Laser Material Processing
Laser Material Processing uses laser energy to modify the shape or appearance of a material. This method of material modification provides a number of advantages such as the ability to quickly change designs, produce products without the need for retooling, and improve the quality of finished products. Another advantage of laser material processing is compatibility with a multitude of materials. Compatible materials range from non-metals such as ceramics, composites, plastics/polymers and adhesives to metals, including aluminum, iron, stainless steel, and titanium.
Laser Energy - Material Interaction
The effects produced by laser energy interacting with a material strongly depend upon the wavelength and power level of the laser and the absorption characteristics and chemical composition of the material.
Common wavelengths for laser material processing are 10.6 and 9.3 micron lasers and 1.06 micron produced by fiber lasers. A range of power levels is available for each laser type to optimize the laser energy-material interaction. However, the absorption characteristics and chemical composition of the material and the desired results greatly influence the selection of the laser type and power level.

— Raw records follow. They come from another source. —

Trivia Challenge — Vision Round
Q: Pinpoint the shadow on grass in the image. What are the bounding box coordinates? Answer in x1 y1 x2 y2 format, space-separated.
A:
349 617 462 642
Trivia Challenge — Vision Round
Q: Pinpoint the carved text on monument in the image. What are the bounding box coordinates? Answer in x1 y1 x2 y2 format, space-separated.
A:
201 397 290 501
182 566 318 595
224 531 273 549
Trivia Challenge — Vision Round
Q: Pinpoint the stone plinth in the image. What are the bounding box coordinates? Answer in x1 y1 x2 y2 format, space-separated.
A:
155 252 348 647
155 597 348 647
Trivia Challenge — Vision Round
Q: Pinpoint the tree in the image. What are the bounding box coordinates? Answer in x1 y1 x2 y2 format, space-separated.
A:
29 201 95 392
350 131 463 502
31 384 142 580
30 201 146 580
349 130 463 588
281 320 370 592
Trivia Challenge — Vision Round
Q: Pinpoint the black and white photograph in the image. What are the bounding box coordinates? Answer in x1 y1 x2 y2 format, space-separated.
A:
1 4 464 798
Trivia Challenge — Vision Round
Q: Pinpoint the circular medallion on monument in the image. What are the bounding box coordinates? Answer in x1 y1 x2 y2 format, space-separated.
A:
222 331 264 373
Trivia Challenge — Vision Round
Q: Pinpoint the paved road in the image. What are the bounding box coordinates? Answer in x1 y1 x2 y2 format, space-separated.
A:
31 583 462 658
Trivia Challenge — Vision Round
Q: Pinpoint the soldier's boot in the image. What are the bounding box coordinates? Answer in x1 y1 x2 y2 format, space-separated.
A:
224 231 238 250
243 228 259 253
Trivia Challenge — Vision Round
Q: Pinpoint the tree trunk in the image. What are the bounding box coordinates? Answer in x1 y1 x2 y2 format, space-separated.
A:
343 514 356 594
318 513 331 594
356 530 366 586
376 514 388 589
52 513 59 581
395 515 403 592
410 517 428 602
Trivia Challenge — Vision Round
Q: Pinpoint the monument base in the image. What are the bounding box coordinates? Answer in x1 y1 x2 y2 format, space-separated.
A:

The effects of the laser energy-material interaction are material ablation and/or material modification.
This physical process removes material. Material is removed completely from the top to the bottom surface or partially from the top of the material down to a specified depth. Material ablation is used for laser cutting, engraving and drilling.
Surface Material Modification
This physical process alters the properties and/or appearance of a material. Material modification is used for marking on the surface of a material by changing the appearance or properties of the material.
The terms cutting, engraving, and marking are commonly referred to as laser processes. Depending upon material compatibility, a single laser process or multiple processes in combination can be applied to a material.